Это был голос ребенка — тонкий, жалобный.

— Почему ты не можешь найти маму?

— Я не знаю… она ушла… мне здесь плохо… пожалуйста, я буду хорошо себя вести… я хочу к маме… я не буду плакать, только отведите меня к маме.

В глазах Элизабет блеснули слезы. Она прикусила нижнюю губу и крепко вцепилась побелевшими пальцами в руку Дэва.

— Расскажи мне, где ты находишься? Что произошло?

— Я в большом доме… это не мой дом… здесь много детей и взрослых, но я никого не знаю… я хочу к маме… пожалуйста… — Голос стих. Когда он раздался снова, в нем звучали радость и облегчение. — Вы отведете меня к маме?! Смотрите, я уже не плачу… я буду хорошо себя вести… обещаю… — затем снова ничего не было слышно, и вдруг раздался дикий, пронзительный детский крик, полный ужаса и отчаяния.

— Нет, не в земле! Вы же обещали отвести меня к маме… она не в земле! Нет! — Из магнитофона несся безумный, истеричный, безудержный детский крик. На самой высокой ноте он вдруг оборвался.

— Четыре, — торопливо произнес Луис и добавил:

— Что теперь происходит?

— У меня день рождения! — Голос был счастливый, гордый, возбужденный. — Сегодня мне четыре года, и миссис Хокс испекла торт, в него воткнут свечки, а мама сшила мне красивое платье.

— Где ты находишься?

— Дома.

— Ты знаешь адрес?

— Номер двадцать три, Макинтош-роуд, Камден-Таун, — нараспев повторил восторженный детский голос.

— А кто там живет?

— Я.

— А кто еще?

— Мама.

— А кто такая миссис Хокс?

— Это ее дом. Мы живем вместе с ней и мистером Хоксом. Миссис Хокс приглядывает за мной, когда мама уходит на работу, а мистер Хокс — на стройку.

— На какую стройку?

— Я не знаю. Так говорит миссис Хокс.

— Расскажи мне о доме. Какой он?

— Мама называет его кукольным домиком. Две комнаты наверху и две внизу и сзади кухня, а еще там есть маленький садик, и мистер Хокс разрешает мне ему помогать.

— А в гостиной есть окно с цветными стеклами?

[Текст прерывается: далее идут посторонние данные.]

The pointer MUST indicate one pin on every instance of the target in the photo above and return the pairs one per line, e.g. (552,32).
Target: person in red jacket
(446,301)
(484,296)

— Да… там большой корабль. Когда светит солнце, то пол становится очень красивым.

— А что делает твоя мама?

— Она шьет для богатых дам… она мне тоже сшила платье… а тетя Мэрион купила мне ленты.

— Кто такая тетя Мэрион?

— Мамина подруга.

— Она к вам приходит?

— Да. Она купила мне ко дню рождения куклу с длинными светлыми волосами, как у меня. И я смогу их расчесывать, как мама расчесывает мне.

— Она часто это делает?

— Каждое утро и каждый вечер. Мама меня причесывает и рассказывает сказку про принцессу, у нее были такие длинные волосы, что она спускала их из окна и по ним поднимался принц.

— А у тебя волосы такие же длинные?

— Пока нет… но мама говорит, что они вырастут.

— Ты ходить в школу?

— Нет. Я пойду, когда мне будет пять лет. Но мама научила меня писать свое имя.

— Ты можешь написать его для меня?

Настала тишина, и, пока кассета крутилась, Луис взял со столика лист бумаги и протянул Элизабет. Там большими печатными буквами было криво написано:

ЭЛИЗАБЕТ ШЕРИДАН.

— Так тебя зовут?

— Да.

— А как зовут твою маму?

— Мама.

— Нет, я хочу узнать ее имя. Тебя зовут Элизабет, а ее?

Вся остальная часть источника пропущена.